The GM has a hand of cards which they set their challenges from with the total value determining difficulty and suits determining the type of problem. Players can pitch in a card each and can ignore a card if they’re skilled at that particular type of challenge. If their personality fits their approach to the challenge then they get a bonus, too. Failing causes stress in each party member who joined the challenge. If players are killed then they become ghosts who want to murder the living, keeping them in the game and making life so much harder for the survivors. There is a rudimentary inventory system which I’m not keen on as it doesn’t really do much in this form, maybe it would in a larger version or could be removed from the game entirely.

Whenever the deck needs shuffling the mission changes up, with the recommendation being that it start to involve dwindling time after a reshuffle starts.

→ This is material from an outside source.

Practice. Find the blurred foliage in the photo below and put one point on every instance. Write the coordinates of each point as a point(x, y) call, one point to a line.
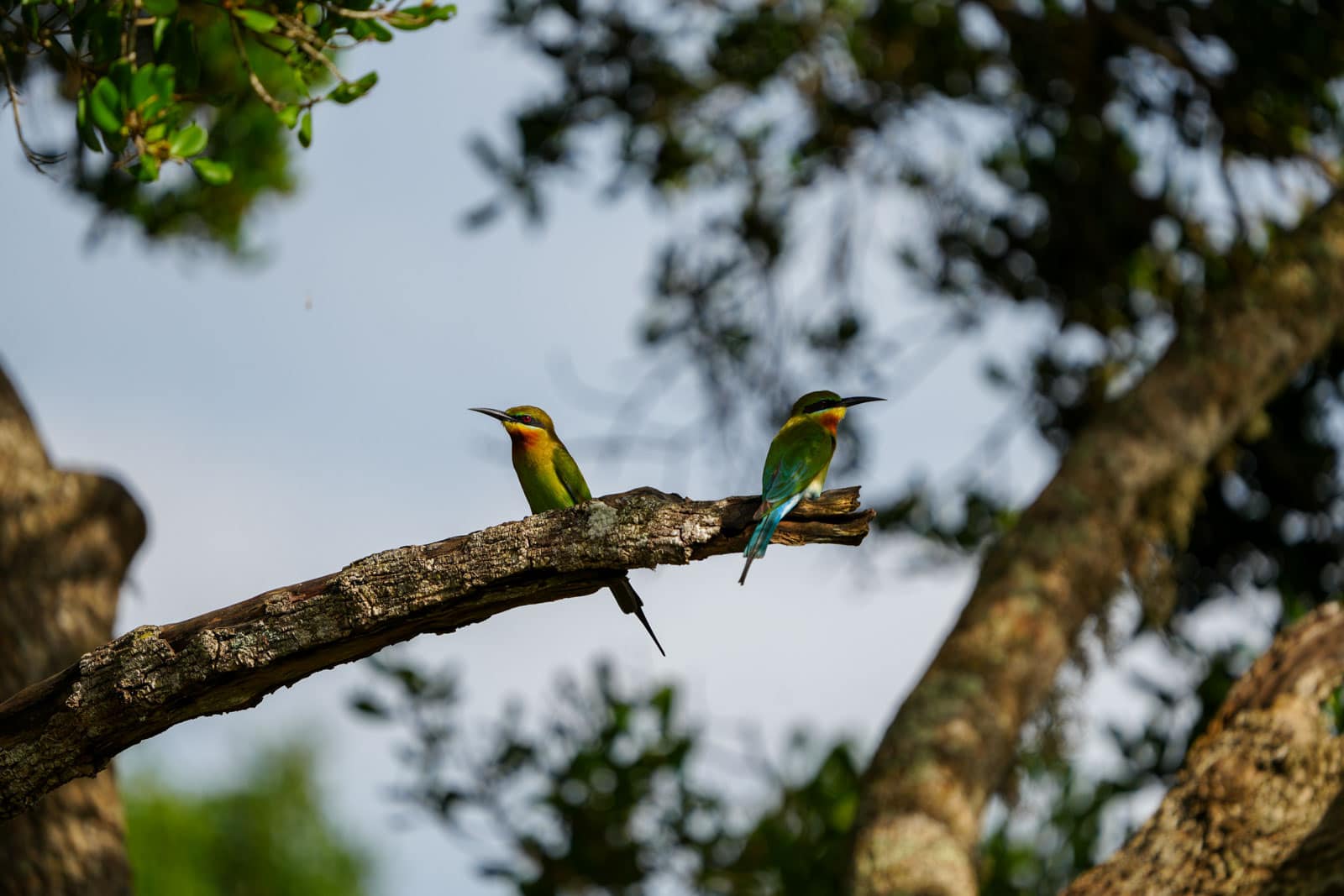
point(613, 790)
point(265, 836)
point(1109, 164)
point(160, 85)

This is a typo-laden document and doesn’t do a great amount with setting. The implied setting from the influences and the mechanics should push it through for a short one-shot, but I’d be interested in seeing it expand from what we’ve got here.

 

space o1511 GALACTIC ARENA

 

Mass Effect x Player of games x Cool Runnings? Cool Runnings? Okay. Rather than joining the United Federation of Planets stand-in because of diplomacy or anything, they’re the plucky underdog in a big space sports contest.

 

Players start with index cards, marking out humanity’s noteworthy traits (for this game… we’ve got a bunch in real life, I hear). Then players each make the competitors who are all better than humanity in one field and worse in another. These all modify the aliens’ culture, wisdom and athletics stats which are determined with a d6 roll (which I think might be fun if each player rolls and writes down privately to add a little surprise to the proceedings).

 

Next everyone makes up sports and shuffles them up in a big deck with random events, adds the opening & closing ceremonies.

 

This sounds competitive but no, we’re all on the same side and just creating the things we’re battling. The players make their own characters with skills, goals and no wealth or glory.

 

The events begin! There’s the opening ceremony, then athletic and non-athletic events with some fairly simple actions and dice rolls to explore what happens and whether humanity gets to join in the Galactic Council, ends up culturally respected or ends up the whipping boy of the galaxy.

 

This is an amazing game, a definite contender. The only issue I have is that there’s a GM. I feel a rotating GM spot might be a bit better as it would allow everyone to take part in the events and one person as a sole GM doesn’t have as much fun to do. I love collaborative world-building like the first section of the game presents here and really want to show this game to my group.